After Ms. Eva got done bumping into everything around her with her car like always when she parks, and they slammed their doors closed and went inside her house, I squeezed my eyes shut and chopped as fast as I could, felt tiny sharp prickles of cold pepper water punching into my fingers. I could not look down, because if I did the pepper water became the licking tongues of snakes trying to kiss me away from my knife, trying to slither out from under the blade I was hacking on them with. But as hard as I could I refused to see and they gave up moving and I heard Ms. Rose roll over the loud spring on the couch and I tried even harder because I could not let her hear me chopping in a crazy-sounding way or she would know I’d been skipping pills again. I would not feel sorry about those snakes. Would not, would not, no, I told myself.

I would not then, but when I sleep, I can’t stay as careful about my thoughts as when I am awake. That night while I slept feelings began to creep in about those snakes I killed. They were just being themselves. Being snakes. And there I had been chopping them to pieces trying to pretend I thought they were peppers.

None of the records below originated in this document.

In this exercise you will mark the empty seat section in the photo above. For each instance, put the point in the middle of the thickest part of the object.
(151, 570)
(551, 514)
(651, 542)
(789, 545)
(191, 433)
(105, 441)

I try and scramble up my thoughts while I’m skipping pills so no one can get in my head and find out. It’s Ms. Rose’s job to watch me. She’s had four of us altogether. I’ve never met the other three. They came before me, one at a time. Now it’s my turn. She gets paid to make sure we take our pills and stay out of trouble. I took pills for the first time ever with her. After three or four days he was gone. He’d been part of me for so long. Maybe not so long as all that, but it feels like it. He can feel like a mean boss at a job you can’t figure out how to leave and you get tired and need to rest but you can’t because you can’t figure out just where the door even is to get out. Like I am a slave, like I know they have today, right now. Right while I tell this to you. I’ve seen it on TV. They smuggle them in cars and boats. Some of them little children. They make them make clothes in dangerous rickety buildings in foreign countries that crash down and bury people alive. It’s right on TV. Anyone could see it but no one seems to care about any of this kind of stuff but me.

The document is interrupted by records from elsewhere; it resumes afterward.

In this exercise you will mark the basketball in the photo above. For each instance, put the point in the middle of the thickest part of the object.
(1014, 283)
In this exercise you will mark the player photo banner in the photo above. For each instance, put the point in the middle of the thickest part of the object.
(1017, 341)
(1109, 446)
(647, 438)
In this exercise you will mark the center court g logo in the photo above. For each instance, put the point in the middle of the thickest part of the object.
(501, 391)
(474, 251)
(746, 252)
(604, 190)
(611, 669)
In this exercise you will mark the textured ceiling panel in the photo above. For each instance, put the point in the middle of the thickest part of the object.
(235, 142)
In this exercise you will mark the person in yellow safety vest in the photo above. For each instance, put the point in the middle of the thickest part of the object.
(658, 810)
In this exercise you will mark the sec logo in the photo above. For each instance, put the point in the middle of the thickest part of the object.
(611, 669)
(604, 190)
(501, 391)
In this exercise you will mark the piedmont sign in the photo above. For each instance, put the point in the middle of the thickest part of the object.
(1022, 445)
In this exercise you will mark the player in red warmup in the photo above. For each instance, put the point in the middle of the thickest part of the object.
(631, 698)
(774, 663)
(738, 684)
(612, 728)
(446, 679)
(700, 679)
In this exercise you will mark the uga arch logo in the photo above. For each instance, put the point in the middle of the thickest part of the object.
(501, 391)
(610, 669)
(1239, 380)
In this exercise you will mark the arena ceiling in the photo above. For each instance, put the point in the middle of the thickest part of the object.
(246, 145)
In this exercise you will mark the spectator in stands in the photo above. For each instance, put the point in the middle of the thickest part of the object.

With him gone for the first time, all of a sudden everything was empty. A street was just a street. When he’s with me he does things. Sends a deep blue Mazda gunning up at me when I want to cross North Avenue. Squeals the brakes and the driver who is him waves me across like a dare. Go on, your move. Cross. I see men with faces that if you look them in the eye they melt into growling gold lion snouts, their nostril holes glistening, the real deal like you were at the zoo, but without the bars between you. Little kids who if they look at me, lift off the sidewalk like Ghostbusters wearing those air tanks on their backs. They don’t touch their feet down and they look at me daring me say something, go ahead.

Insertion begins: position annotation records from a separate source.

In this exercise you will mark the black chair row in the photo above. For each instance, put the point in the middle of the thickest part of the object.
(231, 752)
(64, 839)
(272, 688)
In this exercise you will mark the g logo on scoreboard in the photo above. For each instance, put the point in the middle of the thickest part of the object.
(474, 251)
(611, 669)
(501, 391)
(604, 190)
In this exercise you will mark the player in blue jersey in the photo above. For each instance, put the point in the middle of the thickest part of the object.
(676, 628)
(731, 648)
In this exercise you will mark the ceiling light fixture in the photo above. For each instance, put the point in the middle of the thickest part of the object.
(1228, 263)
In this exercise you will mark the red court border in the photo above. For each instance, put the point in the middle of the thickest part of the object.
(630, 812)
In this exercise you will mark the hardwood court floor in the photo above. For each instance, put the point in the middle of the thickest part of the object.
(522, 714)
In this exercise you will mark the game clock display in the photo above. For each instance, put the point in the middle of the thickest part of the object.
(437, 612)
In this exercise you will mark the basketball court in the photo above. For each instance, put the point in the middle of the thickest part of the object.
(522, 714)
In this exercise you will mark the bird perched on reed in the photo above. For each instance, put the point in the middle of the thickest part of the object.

I do not. I know if I do they just will fall soft back down like snow to the ground.  And their mothers will be looking at me like I am crazy.

When this happens too hard or too sudden, one of the things I can do is run. I try and look like I am exercising even though I’m not wearing the tight special material black pants or the fancy sneakers the real exercising people wear. If I can’t hold a conversation because he is talking too loud, this is what I do. If it’s scream and scare people or run, I choose run. It helps to push my legs so hard my lungs burn and after a certain amount of pushing his voice quiets. My heart pounds up my ears from inside. My legs burn my arms burn my lungs burn. I force the air around me to churn up into wind. I burn my way through the air. I know I look crazy running with no running clothes on my body. I don’t care. It’s what I am. I am crazy. I don’t care. Look everyone, look, is how I feel about it while this is happening.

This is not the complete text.